London Handel Players

Handel at Home

Weill Recital Hall
Handel’s chamber music is featured alongside delightful arrangements for flute and strings of favorite passages from his stage works. Handel’s publisher recognized a demand for play-at-home instrumental versions of hit tunes from the composer’s operas and oratorios, so he arranged some of the most popular music. These arrangements, as well as versions by London Handel Players’ flutist Rachel Brown, anchor this spirited look at 18th-century music making.

Part of Salon Encores.


  • London Handel Players
    ·· Rachel Brown, Flute and Recorder
    ·· Adrian Butterfield, Violin
    ·· Laurence Cummings, Harpsichord


  • Trio Sonata in A Major, HWV 396
  • Violin Sonata in D Major, HWV 371
  • Opera Arias (arr.
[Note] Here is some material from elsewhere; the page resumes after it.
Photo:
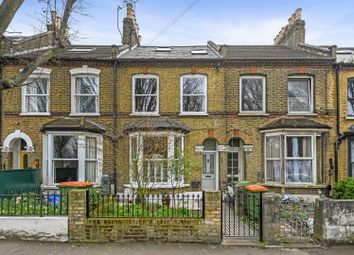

John Walsh)
    ·· "O sleep, why dost thou leave me?" from Semele
    ·· "No, no! I'll take no less" from Semele
    ·· "Tornami a vagheggiar" from Alcina
  • Flute Sonata in B Minor, HWV 367b
  • Harpsichord Suite No. 5 in E Major, HWV 430
  • Trio Sonata in F Major, HWV 389


"No, no! I'll take no less" from Handel's Semele
Rachel Brown, Flute | London Handel Players

At a Glance

Opera was central to Handel’s career for more than three decades, so it’s fitting that three operatic aria arrangements are the centerpiece of tonight’s program of instrumental music. The composer’s first opera, Almira, was staged in Hamburg in 1705 when the composer was just 19 years old. He took his final bow on the operatic stage in 1741 with the London production of Deidamia, a lightweight mythological love story based on the early life of Achilles. For most of the intervening years, Handel’s reputation as an opera composer was second to none.

Handel’s operatic genius lies in his deft handling of dramatic situations, his sensitive limning of characters’ emotions, and his vivid creation of atmosphere. Some of these same qualities characterize his music in other genres, including the oratorios for which he is best known in the English-speaking world and a wide array of orchestral and chamber music. In these works, as in his operas, Handel blended sacred and secular elements in a way that appealed equally to music connoisseurs and less sophisticated audiences.

The instrumental pieces selected by the London Handel Players also illustrate Handel’s practice of borrowing his own and other composers’ music. In transforming the originals, usually for the better, he was observing the guideline laid down by German critic Johann Mattheson, who asserted that “borrowing is permissible; but one must return the thing borrowed with interest, i.e., one must so construct and develop imitations that they are prettier and better than the pieces from which they are derived.”
This performance is part of Early Music in Weill Recital Hall.